Die KI werde versuchen, möglichst breite Aktionseinheiten und Bündnisse gegen diese Politik zustande zu bringen. Das Kapital kalkuliere zynisch: Ein Drittel oder mehr Menschen kann ruhig dauerhaft von Arbeit und Wohlstand ausgegrenzt sein, möglichst viele dauerhaft in Unsicherheit gehalten, zu schlechter Bezahlung beschäftigt. Diesem von Politik und Medien mitgetragenen Zynismus gelte es strategisch ein antimonopolistisches Bündnis breiter Bevölkerungsschichten entgegenzustellen. Das sei die langfristige Aufgabe aller revolutionären Kräfte.

„Es riecht an allen Ecken und Enden des Globus nach Krieg“

Michael Opperskalski gab einen Überblick über die globalen Auseinandersetzungen: „Es riecht an allen Ecken und Enden des Globus nach Krieg.“ Deshalb sei der Friedenskampf – der nur ein konsequenter Kampf gegen die imperialistische Barbarei sein könne – eine der Hauptaufgaben der kommunistischen Bewegung.

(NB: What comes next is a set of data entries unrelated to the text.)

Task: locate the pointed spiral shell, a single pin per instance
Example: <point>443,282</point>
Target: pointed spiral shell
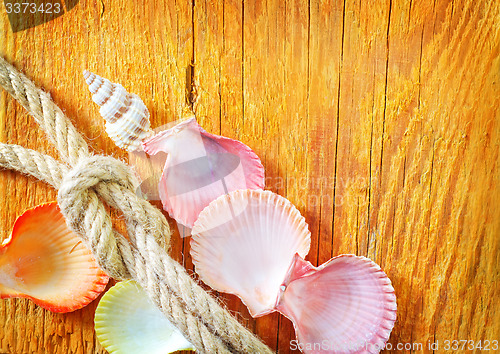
<point>127,118</point>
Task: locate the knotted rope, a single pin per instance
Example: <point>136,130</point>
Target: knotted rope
<point>84,181</point>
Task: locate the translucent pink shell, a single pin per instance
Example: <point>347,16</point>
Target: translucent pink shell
<point>347,305</point>
<point>201,167</point>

In Übereinstimmung mit den von der KP Griechenlands (KKE) entwickelten Zielsetzungen vertrat Opperskalski die Auffassung, dass es den KommunistInnen zur Zeit um zwei wichtige Aufgaben gehen müsse. Die Herausbildung eines konsequent antiimperialistischen Pols in den internationalen Auseinandersetzungen, und gleichzeitig um die Herausbildung eines kommunistischen, marxistisch-leninistischen Pols. Es gebe in Europa zur Zeit nur wenige kommunistische Parteien, die als Beispiele einer positiven und erfolgreichen Entwicklung dienen könnten, gerade deshalb würden sie „Leuchttürme“ im Meer des Revisionismus und der Unterordnung unter das Kapital darstellen. Er hob dabei besonders die griechische KKE, die portugiesische und die schwedische KP sowie die PTB (Belgien) hervor. Einigkeit herrschte in der darauffolgenden Diskussion, dass die Welle der Solidarität mit dem verbotenen tschechischen Jugendverband KSM ein gutes Beispiel der Zusammenarbeit von KommunistInnen sei, aber bei weitem noch verbesserungswürdig.

Noch lange saß man am Abend des 20. Januar in Wien beisammen, sang Lieder von Hannes Wader, F.J. Degenhart, Sigi Maron, sowie Kampflieder der Arbeiterbewegung unter stimmlicher und musikalischer Anleitung von Christian Buchinger, einem kämpferischen Linkssozialisten und Bruder des neuen österreichischen Sozialministers.